Round comparables (aka comps) are useful when determining a pre-money valuation for a company that has revenue.  A source like Triple Tree provides some nice public comps based on trailing twelve months (TTM) of revenue, however they may be out of date.  Even then, it will give point you in the correct direction for similar companies by industry.

There are many ways to use multiples to value a company’s current valuation (e.g. revenue, EBITDA, etc), including the run-rate that has two popular methods:

  1. Annualize the latest quarter of revenue. Take the last quarter/3-months and multiple by 4 to give a yearly amount assuming things stay consistent with the latest quarter.
  2. Annualize the monthly average of the last quarter/3-months. Take the average of the last 3-months and multiple by 12 to give the yearly amount.

Each of these valuation techniques provide additional clarity into the range of values for an early stage startup. However, another critical factor is the potential exit amount for their investment.

Exit Comparables

Early stage investors focus intensely on potential exits for their investments (mergers and acquisitions or with an Initial Public Offering, IPO) as that is the typical method for them to gain liquidity. Let’s look at the three components for an ideal M&A exit comparable (as IPOs have been rare these days):

  1. Totally public information on the exit event. All round level comparables (revenue, EBITDA, etc) along with the details of the acquisition (amount of the exit and for cash, or cash and stock, etc).
  2. The exit comparable is in the same industry and has a similar product with a similar business model.
  3. The stage of the exit comparable is roughly the same as when you expect the company you are valuing to exit.

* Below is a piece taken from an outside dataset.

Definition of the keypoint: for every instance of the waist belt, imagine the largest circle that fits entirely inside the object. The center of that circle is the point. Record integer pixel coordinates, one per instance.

The ideal M&A exit comparble is rare, but one that matches a few of the criteria listed above is a good start. One complicating factor is that most M&A activity is not public. Large companies may acquire many businesses where it is not required for them to disclose all of the details as they are relatively small in size. As an example, Microsoft has acquired numerous companies as listed here. For the larger acquisitions they have a press release sometimes with the terms of the deal. Smaller ones are never discussed.

It is possible to use some metrics from Round Comparables to estimate an exit amount. For example, using the revenue multiples of a similar company with the financial projections for the company being valued is possible. It is normal for the investor to give a “haircut” to the financial projections, meaning a discount.